Personal information
- Born: 28 July 1948 (age 77) Copenhagen, Denmark

Chess career
- Country: Denmark
- Title: International Master (1979)
- Peak rating: 2420 (May 1974)

= Gert Iskov =

Danish chess player (born 1948)

Gert Iskov (born 28 July 1948) is a Danish chess International Master (IM) (1979), Danish Chess Championship winner (1975).

==Biography==
From the begin of 1970s to the begin of 1980s Iskov was one of the leading Danish chess players. He participated many times in the finals of Danish Chess Championships and won gold medal in 1975. Gert Iskov was participant of a number of international chess tournaments, including the tournaments in Olot (1974), Dortmund (1976), as well as the Rilton Cup, North Sea Cups and the traditional Copenhagen Politiken Cup tournaments (her best result: shared 2nd-5th place in 1982). In 1975 he lost the match to Danish chess grandmaster Bent Larsen with 0,5:5,5.

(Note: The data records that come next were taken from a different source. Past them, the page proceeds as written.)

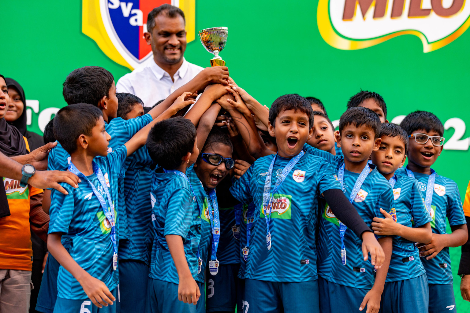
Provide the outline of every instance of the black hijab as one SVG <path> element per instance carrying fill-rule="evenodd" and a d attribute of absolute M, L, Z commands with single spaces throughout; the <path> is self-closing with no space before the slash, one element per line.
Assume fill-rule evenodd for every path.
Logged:
<path fill-rule="evenodd" d="M 4 76 L 0 74 L 0 77 L 7 82 Z M 4 117 L 0 119 L 0 152 L 8 156 L 28 153 L 23 134 L 16 127 L 7 122 Z"/>
<path fill-rule="evenodd" d="M 26 116 L 26 97 L 24 96 L 24 91 L 23 90 L 21 85 L 13 78 L 7 77 L 5 79 L 5 80 L 7 83 L 7 86 L 8 88 L 11 87 L 14 87 L 18 91 L 18 93 L 19 94 L 20 97 L 21 97 L 21 101 L 23 101 L 24 106 L 23 113 L 21 114 L 21 115 L 16 121 L 7 122 L 16 127 L 16 129 L 19 130 L 20 132 L 23 134 L 23 136 L 26 136 L 27 117 Z"/>

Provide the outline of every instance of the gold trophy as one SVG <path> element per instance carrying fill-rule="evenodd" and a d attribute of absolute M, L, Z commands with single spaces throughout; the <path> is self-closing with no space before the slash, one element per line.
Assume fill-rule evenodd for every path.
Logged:
<path fill-rule="evenodd" d="M 225 66 L 225 61 L 219 56 L 227 42 L 228 35 L 227 27 L 212 27 L 199 31 L 201 43 L 208 52 L 214 53 L 214 58 L 211 60 L 211 66 Z"/>

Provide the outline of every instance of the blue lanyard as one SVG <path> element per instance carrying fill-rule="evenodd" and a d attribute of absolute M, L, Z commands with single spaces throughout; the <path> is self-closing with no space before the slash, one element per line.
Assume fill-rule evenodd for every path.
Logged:
<path fill-rule="evenodd" d="M 219 205 L 217 203 L 217 196 L 215 194 L 215 189 L 209 189 L 209 198 L 207 200 L 209 217 L 211 220 L 211 229 L 212 230 L 212 250 L 211 253 L 211 260 L 217 260 L 217 248 L 219 247 L 219 241 L 220 239 L 220 221 L 219 215 Z"/>
<path fill-rule="evenodd" d="M 406 169 L 408 177 L 414 178 L 415 174 L 413 173 L 413 172 L 408 169 L 407 167 Z M 426 208 L 430 213 L 431 212 L 431 203 L 432 202 L 432 191 L 434 189 L 434 181 L 436 180 L 436 171 L 432 168 L 431 169 L 431 175 L 428 178 L 428 187 L 426 189 L 426 198 L 424 199 L 424 205 L 426 206 Z"/>
<path fill-rule="evenodd" d="M 106 185 L 106 182 L 104 179 L 104 176 L 103 176 L 103 173 L 101 171 L 101 169 L 100 168 L 100 167 L 98 166 L 98 164 L 94 162 L 93 162 L 92 164 L 93 171 L 96 174 L 96 177 L 98 178 L 98 180 L 101 184 L 101 186 L 103 188 L 103 190 L 106 194 L 106 197 L 108 198 L 108 202 L 110 205 L 110 208 L 108 208 L 108 206 L 106 205 L 106 201 L 104 199 L 104 198 L 103 198 L 101 193 L 98 191 L 98 190 L 96 189 L 96 187 L 93 184 L 93 183 L 90 181 L 88 177 L 79 171 L 71 162 L 69 165 L 69 170 L 78 177 L 85 178 L 88 182 L 88 183 L 90 184 L 91 189 L 93 190 L 93 193 L 94 193 L 96 198 L 98 198 L 98 201 L 100 201 L 100 204 L 101 205 L 101 207 L 103 209 L 103 213 L 104 214 L 104 216 L 108 219 L 108 221 L 109 221 L 110 223 L 111 224 L 111 232 L 110 233 L 110 237 L 111 237 L 111 242 L 113 244 L 114 254 L 116 255 L 118 253 L 118 244 L 116 242 L 116 222 L 114 219 L 114 205 L 113 204 L 112 200 L 111 199 L 111 194 L 110 193 L 110 191 L 108 189 L 108 186 Z M 114 257 L 113 256 L 113 262 L 114 261 Z"/>
<path fill-rule="evenodd" d="M 362 183 L 366 180 L 366 177 L 367 177 L 370 171 L 370 168 L 369 167 L 369 164 L 368 163 L 366 165 L 366 167 L 362 170 L 360 175 L 359 175 L 359 177 L 356 180 L 356 183 L 352 188 L 352 191 L 351 191 L 351 193 L 349 195 L 349 202 L 351 203 L 352 203 L 354 198 L 356 198 L 357 193 L 359 192 L 359 190 L 360 189 L 361 186 L 362 185 Z M 342 189 L 343 189 L 343 181 L 344 176 L 345 163 L 343 163 L 343 165 L 341 165 L 341 167 L 339 168 L 339 170 L 338 171 L 338 180 L 339 181 L 339 183 L 341 184 Z M 345 234 L 346 233 L 346 230 L 348 229 L 348 228 L 345 225 L 342 223 L 341 221 L 339 220 L 338 220 L 338 222 L 339 223 L 339 237 L 341 238 L 341 262 L 343 265 L 345 265 L 346 247 L 345 246 Z"/>
<path fill-rule="evenodd" d="M 395 183 L 397 182 L 396 175 L 393 175 L 392 176 L 392 178 L 388 180 L 388 182 L 390 184 L 390 186 L 392 186 L 392 189 L 393 189 L 393 186 L 395 186 Z"/>
<path fill-rule="evenodd" d="M 164 173 L 174 173 L 177 175 L 179 175 L 182 177 L 184 178 L 188 182 L 188 183 L 189 185 L 189 188 L 191 188 L 191 191 L 193 193 L 193 195 L 194 196 L 194 199 L 196 200 L 196 203 L 197 203 L 197 207 L 199 209 L 199 216 L 201 216 L 201 206 L 199 205 L 199 202 L 197 202 L 197 197 L 196 196 L 196 194 L 194 192 L 194 190 L 193 189 L 193 186 L 191 184 L 191 182 L 189 181 L 189 179 L 188 178 L 184 173 L 182 172 L 180 172 L 177 169 L 165 169 L 163 168 L 163 171 Z M 200 221 L 201 222 L 201 230 L 202 231 L 202 222 Z M 197 244 L 197 252 L 196 252 L 196 256 L 197 258 L 199 258 L 199 244 Z"/>
<path fill-rule="evenodd" d="M 276 160 L 276 157 L 277 156 L 277 153 L 274 156 L 273 160 L 271 161 L 271 164 L 269 165 L 269 168 L 268 169 L 267 174 L 266 175 L 266 180 L 265 181 L 265 188 L 263 195 L 263 210 L 267 226 L 266 230 L 266 245 L 267 247 L 268 250 L 271 248 L 271 233 L 269 232 L 269 220 L 271 219 L 271 212 L 272 208 L 271 205 L 274 200 L 274 194 L 277 192 L 279 187 L 281 187 L 281 184 L 282 183 L 284 180 L 287 176 L 287 174 L 289 173 L 289 172 L 292 169 L 292 168 L 295 166 L 298 160 L 304 155 L 305 153 L 304 151 L 302 150 L 300 152 L 300 153 L 289 160 L 289 162 L 286 166 L 286 167 L 284 168 L 284 169 L 282 170 L 281 174 L 277 177 L 277 180 L 276 181 L 276 183 L 272 191 L 272 196 L 271 196 L 271 178 L 273 174 L 273 168 L 274 167 L 274 162 Z M 269 210 L 269 212 L 268 212 L 268 209 Z"/>

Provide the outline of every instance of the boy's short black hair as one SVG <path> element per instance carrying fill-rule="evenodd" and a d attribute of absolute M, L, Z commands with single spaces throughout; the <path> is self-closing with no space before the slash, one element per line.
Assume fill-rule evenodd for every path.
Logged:
<path fill-rule="evenodd" d="M 314 103 L 320 107 L 321 109 L 323 110 L 323 111 L 325 112 L 325 115 L 328 115 L 328 113 L 326 113 L 326 109 L 325 108 L 325 106 L 323 105 L 323 103 L 322 103 L 320 99 L 317 98 L 315 98 L 314 97 L 306 97 L 305 99 L 310 102 L 311 106 Z"/>
<path fill-rule="evenodd" d="M 348 101 L 347 109 L 352 107 L 359 107 L 359 105 L 362 103 L 364 100 L 368 99 L 374 99 L 376 102 L 379 105 L 384 111 L 384 115 L 385 119 L 387 119 L 387 105 L 385 104 L 385 100 L 382 96 L 377 92 L 369 92 L 367 90 L 361 90 L 360 92 L 349 98 Z"/>
<path fill-rule="evenodd" d="M 147 15 L 147 31 L 149 32 L 152 32 L 152 30 L 155 27 L 155 18 L 160 13 L 164 14 L 171 18 L 176 17 L 177 15 L 180 15 L 184 20 L 185 24 L 186 23 L 186 19 L 184 17 L 184 13 L 183 13 L 180 8 L 178 7 L 165 3 L 154 8 L 149 12 L 149 15 Z"/>
<path fill-rule="evenodd" d="M 407 132 L 403 129 L 394 123 L 382 123 L 379 137 L 386 136 L 389 137 L 398 137 L 405 145 L 405 154 L 406 154 L 408 152 L 409 139 Z"/>
<path fill-rule="evenodd" d="M 54 136 L 69 154 L 77 150 L 77 140 L 80 135 L 91 136 L 101 110 L 88 103 L 77 103 L 64 107 L 54 117 Z"/>
<path fill-rule="evenodd" d="M 192 153 L 196 138 L 196 128 L 182 116 L 157 123 L 147 137 L 149 154 L 159 166 L 174 169 L 181 164 L 181 158 Z"/>
<path fill-rule="evenodd" d="M 54 136 L 54 119 L 52 119 L 44 127 L 44 134 L 42 136 L 44 138 L 44 145 L 47 145 L 50 142 L 55 141 L 55 136 Z"/>
<path fill-rule="evenodd" d="M 269 109 L 269 122 L 274 126 L 277 115 L 283 111 L 295 110 L 305 113 L 308 116 L 309 128 L 313 127 L 313 110 L 308 100 L 297 93 L 281 96 L 274 100 Z"/>
<path fill-rule="evenodd" d="M 74 69 L 63 82 L 62 94 L 67 104 L 89 103 L 97 106 L 103 96 L 110 96 L 114 77 L 99 66 Z"/>
<path fill-rule="evenodd" d="M 200 151 L 201 153 L 205 151 L 209 147 L 216 144 L 222 144 L 228 145 L 233 151 L 233 145 L 232 144 L 232 141 L 228 137 L 228 135 L 222 131 L 219 127 L 213 127 L 207 135 L 207 139 L 206 139 L 204 146 Z"/>
<path fill-rule="evenodd" d="M 435 130 L 439 136 L 444 135 L 444 125 L 435 115 L 426 111 L 415 111 L 410 113 L 400 123 L 408 135 L 417 130 L 424 130 L 428 132 Z"/>
<path fill-rule="evenodd" d="M 335 132 L 335 126 L 333 125 L 333 123 L 331 122 L 331 121 L 329 119 L 329 118 L 328 117 L 328 115 L 326 114 L 323 114 L 322 112 L 318 112 L 318 111 L 314 111 L 313 116 L 316 115 L 325 118 L 325 119 L 328 121 L 328 122 L 329 123 L 329 124 L 331 125 L 331 128 L 333 129 L 333 132 Z"/>
<path fill-rule="evenodd" d="M 143 101 L 141 98 L 134 96 L 132 93 L 127 92 L 118 92 L 116 93 L 118 98 L 118 117 L 121 117 L 123 120 L 125 119 L 127 113 L 131 112 L 134 106 L 137 104 L 144 106 Z"/>
<path fill-rule="evenodd" d="M 342 135 L 343 129 L 349 125 L 356 127 L 365 125 L 374 131 L 375 139 L 377 139 L 379 137 L 382 122 L 377 114 L 370 109 L 357 107 L 346 110 L 339 118 L 339 133 Z"/>

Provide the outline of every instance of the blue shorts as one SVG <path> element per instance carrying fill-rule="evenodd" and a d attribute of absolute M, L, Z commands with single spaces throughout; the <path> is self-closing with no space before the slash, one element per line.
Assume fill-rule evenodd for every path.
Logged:
<path fill-rule="evenodd" d="M 149 267 L 143 262 L 119 260 L 120 313 L 141 313 L 145 311 Z"/>
<path fill-rule="evenodd" d="M 42 274 L 41 287 L 38 294 L 36 310 L 44 313 L 52 313 L 57 298 L 57 275 L 60 264 L 51 253 L 47 256 L 47 260 Z"/>
<path fill-rule="evenodd" d="M 450 310 L 455 313 L 456 308 L 453 285 L 430 283 L 429 286 L 429 313 L 448 312 Z"/>
<path fill-rule="evenodd" d="M 244 280 L 238 278 L 240 264 L 219 265 L 219 272 L 207 275 L 207 312 L 242 312 L 244 296 Z"/>
<path fill-rule="evenodd" d="M 149 278 L 146 312 L 147 313 L 196 313 L 196 305 L 178 300 L 178 287 L 176 283 Z M 200 298 L 199 301 L 201 301 Z"/>
<path fill-rule="evenodd" d="M 58 298 L 54 306 L 54 313 L 116 313 L 118 300 L 116 296 L 117 290 L 116 287 L 111 290 L 111 293 L 116 298 L 112 305 L 108 305 L 108 306 L 103 306 L 100 309 L 88 298 L 70 300 Z"/>
<path fill-rule="evenodd" d="M 244 313 L 279 313 L 283 308 L 285 313 L 318 313 L 318 282 L 277 282 L 246 278 L 242 308 Z"/>
<path fill-rule="evenodd" d="M 196 305 L 196 313 L 205 313 L 205 296 L 204 294 L 204 283 L 196 282 L 199 286 L 199 291 L 201 292 L 201 297 L 197 300 Z"/>
<path fill-rule="evenodd" d="M 386 282 L 380 301 L 382 313 L 428 313 L 426 274 L 411 279 Z"/>
<path fill-rule="evenodd" d="M 366 309 L 359 311 L 360 304 L 369 289 L 355 288 L 318 278 L 320 290 L 320 312 L 331 313 L 364 313 Z"/>

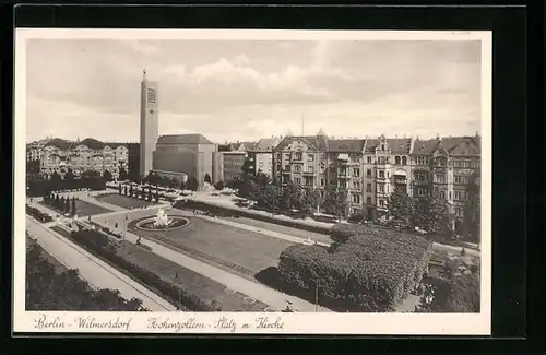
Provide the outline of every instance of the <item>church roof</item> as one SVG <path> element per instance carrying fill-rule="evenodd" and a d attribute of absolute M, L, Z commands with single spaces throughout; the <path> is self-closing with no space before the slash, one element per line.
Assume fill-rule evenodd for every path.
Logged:
<path fill-rule="evenodd" d="M 157 140 L 158 144 L 214 144 L 203 134 L 167 134 Z"/>

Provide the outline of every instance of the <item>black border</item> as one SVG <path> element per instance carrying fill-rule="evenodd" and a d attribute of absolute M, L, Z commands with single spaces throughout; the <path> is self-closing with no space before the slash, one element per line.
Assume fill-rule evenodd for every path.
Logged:
<path fill-rule="evenodd" d="M 505 2 L 509 4 L 508 2 Z M 518 3 L 510 3 L 518 4 Z M 484 29 L 494 31 L 494 299 L 492 299 L 492 334 L 495 338 L 511 338 L 522 339 L 525 336 L 526 319 L 526 258 L 525 258 L 525 238 L 529 234 L 526 230 L 531 228 L 529 222 L 535 222 L 536 226 L 533 228 L 544 227 L 541 216 L 544 214 L 541 208 L 543 206 L 543 196 L 535 191 L 542 191 L 544 169 L 541 163 L 543 150 L 541 139 L 544 130 L 542 128 L 542 119 L 544 118 L 543 99 L 544 92 L 542 85 L 544 84 L 544 72 L 542 71 L 543 52 L 543 24 L 542 16 L 544 8 L 541 1 L 527 1 L 527 3 L 520 2 L 526 7 L 489 7 L 489 8 L 440 8 L 440 7 L 412 7 L 412 8 L 377 8 L 377 7 L 19 7 L 15 9 L 16 22 L 12 22 L 14 14 L 9 11 L 3 11 L 7 7 L 2 8 L 2 24 L 5 24 L 3 31 L 3 49 L 2 49 L 2 131 L 11 133 L 11 120 L 7 119 L 12 117 L 12 82 L 10 78 L 13 74 L 13 38 L 10 26 L 15 23 L 16 26 L 26 27 L 140 27 L 140 28 L 312 28 L 312 29 Z M 8 9 L 7 9 L 8 10 Z M 8 21 L 4 21 L 8 20 Z M 10 33 L 11 31 L 11 33 Z M 532 40 L 533 46 L 527 45 L 527 39 Z M 10 48 L 11 47 L 11 48 Z M 527 52 L 529 50 L 529 52 Z M 527 57 L 525 57 L 527 55 Z M 526 74 L 525 69 L 530 73 Z M 533 71 L 533 73 L 531 73 Z M 529 82 L 527 82 L 529 79 Z M 526 108 L 527 100 L 531 105 Z M 534 126 L 533 126 L 534 125 Z M 11 134 L 4 133 L 2 140 L 2 152 L 12 153 Z M 8 140 L 5 140 L 7 135 Z M 527 141 L 525 140 L 527 138 Z M 526 143 L 536 144 L 527 146 Z M 531 159 L 531 155 L 534 156 Z M 526 159 L 525 159 L 526 157 Z M 11 154 L 2 154 L 2 166 L 11 165 Z M 526 189 L 533 186 L 535 190 L 533 193 Z M 3 186 L 10 186 L 7 181 Z M 3 201 L 12 199 L 12 191 L 7 193 L 8 190 L 2 190 Z M 534 198 L 533 198 L 534 196 Z M 527 199 L 532 197 L 531 199 Z M 537 198 L 538 197 L 538 198 Z M 8 204 L 5 204 L 8 206 Z M 11 203 L 9 204 L 11 206 Z M 4 211 L 11 211 L 5 209 Z M 10 215 L 5 214 L 4 215 Z M 533 218 L 532 221 L 530 218 Z M 11 218 L 10 218 L 11 220 Z M 2 223 L 3 238 L 2 238 L 2 260 L 4 263 L 3 285 L 2 293 L 2 316 L 11 315 L 11 293 L 10 285 L 11 279 L 11 240 L 7 237 L 11 235 L 11 228 L 3 228 L 3 226 L 11 226 L 11 221 Z M 541 225 L 538 225 L 541 224 Z M 533 230 L 533 240 L 541 242 L 542 229 Z M 531 235 L 531 234 L 530 234 Z M 544 249 L 542 247 L 531 247 L 531 238 L 529 239 L 530 256 L 536 257 L 536 260 L 543 256 Z M 539 246 L 539 245 L 538 245 Z M 531 261 L 531 260 L 530 260 Z M 543 260 L 541 260 L 543 261 Z M 538 269 L 535 272 L 537 276 L 541 272 Z M 544 270 L 544 269 L 543 269 Z M 533 268 L 530 268 L 530 276 L 533 275 Z M 534 279 L 530 279 L 533 281 Z M 536 289 L 536 287 L 534 287 Z M 531 296 L 531 294 L 530 294 Z M 530 299 L 531 300 L 531 299 Z M 538 312 L 529 312 L 529 320 L 537 320 Z M 11 322 L 5 327 L 5 334 L 9 336 L 11 331 Z M 531 331 L 531 329 L 529 329 Z M 34 336 L 34 335 L 33 335 Z M 97 338 L 97 335 L 85 335 L 86 347 L 75 345 L 71 335 L 63 335 L 69 339 L 63 348 L 71 348 L 72 351 L 104 351 L 106 343 L 90 338 Z M 119 335 L 118 335 L 119 336 Z M 135 336 L 135 335 L 134 335 Z M 134 338 L 123 336 L 120 343 L 127 345 L 130 339 Z M 250 335 L 257 338 L 256 335 Z M 201 346 L 207 344 L 212 339 L 248 339 L 250 336 L 199 336 L 203 341 L 194 341 Z M 112 339 L 116 335 L 105 335 L 104 338 Z M 145 336 L 151 338 L 151 336 Z M 157 339 L 159 336 L 153 336 Z M 173 335 L 165 335 L 161 338 L 176 338 Z M 178 336 L 183 339 L 195 339 L 194 335 Z M 260 336 L 262 338 L 262 336 Z M 275 341 L 265 342 L 266 345 L 259 346 L 261 350 L 274 348 L 278 336 L 263 336 L 276 338 Z M 314 339 L 312 344 L 305 340 L 305 351 L 317 351 L 318 348 L 332 346 L 333 342 L 325 343 L 318 339 L 324 336 L 306 335 L 308 340 Z M 339 339 L 370 339 L 370 336 L 336 336 Z M 394 336 L 393 339 L 399 339 Z M 36 344 L 44 344 L 41 340 L 35 340 Z M 219 341 L 218 341 L 219 342 Z M 272 344 L 273 342 L 273 344 Z M 423 347 L 425 341 L 412 341 L 415 344 L 407 347 L 406 341 L 394 341 L 383 339 L 380 341 L 368 341 L 366 347 L 359 348 L 360 351 L 410 351 L 413 348 Z M 452 352 L 479 352 L 486 343 L 483 341 L 461 341 L 461 338 L 447 341 L 448 344 L 434 347 L 430 342 L 426 342 L 429 350 L 436 350 L 442 353 Z M 480 346 L 478 345 L 482 344 Z M 517 344 L 521 341 L 502 341 L 495 342 L 497 348 L 496 353 L 510 352 L 513 353 Z M 31 342 L 23 342 L 21 339 L 12 340 L 16 343 L 16 353 L 26 353 L 24 350 L 29 350 L 25 344 Z M 98 347 L 90 346 L 93 343 Z M 139 341 L 141 350 L 150 351 L 151 346 L 159 348 L 157 342 Z M 217 342 L 210 342 L 209 344 Z M 253 344 L 263 344 L 264 342 L 253 342 Z M 293 346 L 295 342 L 290 341 Z M 298 341 L 299 343 L 299 341 Z M 141 346 L 142 344 L 142 346 Z M 147 348 L 144 347 L 147 345 Z M 249 344 L 249 343 L 247 343 Z M 337 351 L 349 350 L 344 346 L 349 342 L 336 342 L 335 348 Z M 371 345 L 375 344 L 375 345 Z M 438 344 L 438 343 L 435 343 Z M 472 345 L 471 345 L 472 344 Z M 226 346 L 225 341 L 222 345 Z M 271 347 L 273 345 L 273 347 Z M 314 346 L 312 346 L 314 345 Z M 317 346 L 318 345 L 318 346 Z M 354 343 L 356 345 L 356 342 Z M 401 346 L 402 345 L 402 346 Z M 371 346 L 371 347 L 370 347 Z M 436 345 L 438 346 L 438 345 Z M 49 346 L 48 346 L 49 347 Z M 108 350 L 119 350 L 119 347 L 109 347 Z M 225 347 L 224 351 L 228 351 Z M 183 351 L 181 347 L 179 351 Z M 218 351 L 221 348 L 218 347 Z M 299 351 L 299 350 L 298 350 Z"/>

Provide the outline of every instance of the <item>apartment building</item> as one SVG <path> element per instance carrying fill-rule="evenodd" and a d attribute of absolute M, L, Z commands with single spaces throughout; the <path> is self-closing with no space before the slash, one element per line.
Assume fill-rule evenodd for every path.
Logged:
<path fill-rule="evenodd" d="M 479 184 L 480 139 L 455 137 L 334 139 L 285 137 L 273 149 L 273 177 L 309 188 L 347 191 L 348 214 L 388 214 L 393 191 L 417 199 L 441 193 L 461 216 L 470 184 Z"/>
<path fill-rule="evenodd" d="M 281 138 L 262 138 L 247 150 L 246 173 L 263 173 L 273 178 L 273 150 L 281 142 Z"/>
<path fill-rule="evenodd" d="M 63 175 L 70 168 L 75 176 L 85 170 L 99 174 L 108 170 L 118 178 L 121 168 L 127 170 L 128 149 L 122 143 L 104 143 L 94 139 L 81 142 L 51 139 L 43 146 L 27 146 L 27 158 L 36 156 L 40 162 L 40 173 L 46 175 Z"/>

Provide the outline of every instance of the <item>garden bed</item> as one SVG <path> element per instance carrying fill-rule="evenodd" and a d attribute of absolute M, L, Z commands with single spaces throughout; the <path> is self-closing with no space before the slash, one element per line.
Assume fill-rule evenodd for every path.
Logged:
<path fill-rule="evenodd" d="M 181 299 L 193 311 L 256 311 L 266 307 L 260 303 L 249 305 L 244 301 L 245 295 L 226 294 L 222 284 L 128 241 L 112 242 L 95 230 L 72 233 L 71 239 L 152 286 L 174 305 Z"/>

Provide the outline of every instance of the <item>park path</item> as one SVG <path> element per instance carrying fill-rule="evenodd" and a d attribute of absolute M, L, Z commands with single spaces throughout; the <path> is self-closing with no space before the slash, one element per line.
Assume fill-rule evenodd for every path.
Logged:
<path fill-rule="evenodd" d="M 78 269 L 80 275 L 94 288 L 118 289 L 126 299 L 133 297 L 142 299 L 142 306 L 152 311 L 176 310 L 175 306 L 152 291 L 28 216 L 26 229 L 31 237 L 35 238 L 54 258 L 70 269 Z"/>
<path fill-rule="evenodd" d="M 104 220 L 102 218 L 103 216 L 95 216 L 94 221 L 95 222 L 103 222 Z M 119 215 L 119 221 L 117 223 L 121 226 L 121 223 L 123 223 L 123 216 Z M 110 223 L 114 222 L 110 220 Z M 126 240 L 136 244 L 136 240 L 139 239 L 139 236 L 135 234 L 126 230 L 124 234 Z M 294 297 L 287 294 L 284 294 L 282 292 L 275 291 L 273 288 L 270 288 L 268 286 L 264 286 L 262 284 L 259 284 L 253 281 L 249 281 L 247 279 L 244 279 L 241 276 L 232 274 L 230 272 L 227 272 L 225 270 L 218 269 L 216 267 L 213 267 L 211 264 L 207 264 L 205 262 L 202 262 L 200 260 L 193 259 L 182 252 L 176 251 L 171 248 L 165 247 L 163 245 L 159 245 L 151 239 L 147 239 L 145 237 L 142 237 L 141 244 L 152 248 L 152 251 L 159 257 L 163 257 L 167 260 L 170 260 L 174 263 L 177 263 L 183 268 L 187 268 L 189 270 L 192 270 L 203 276 L 206 276 L 211 280 L 214 280 L 226 287 L 236 289 L 247 296 L 250 296 L 254 299 L 258 299 L 266 305 L 270 305 L 276 309 L 284 309 L 286 308 L 286 300 L 289 300 L 293 303 L 294 307 L 296 307 L 299 311 L 314 311 L 314 305 L 311 303 L 308 303 L 304 299 L 300 299 L 298 297 Z M 324 307 L 319 307 L 319 311 L 331 311 L 328 308 Z"/>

Iskov played for Denmark in the Chess Olympiad:
- In 1974, at fourth board in the 21st Chess Olympiad in Nice (+4, =10, -1).

He played for Denmark in the European Team Chess Championship preliminaries:
- In 1977, at fifth board in the 6th European Team Chess Championship preliminaries (+0, =1, -2),
- In 1983, at fifth board in the 8th European Team Chess Championship preliminaries (+1, =1, -0).

Iskov played for Denmark in the Clare Benedict Cup:
- In 1974, at reserve board in the 21st Clare Benedict Chess Cup in Cala Galdana (+1, =3, -2).

He played for Denmark in the Nordic Chess Cups:
- In 1974, at third board in the 5th Nordic Chess Cup in Eckernförde (+1, =2, -2) and won team silver medal,
- In 1975, at first board in the 6th Nordic Chess Cup in Hindås (+2, =1, -2) and won team silver medal.

In 1979, Iskov was awarded the FIDE International Master (IM) title.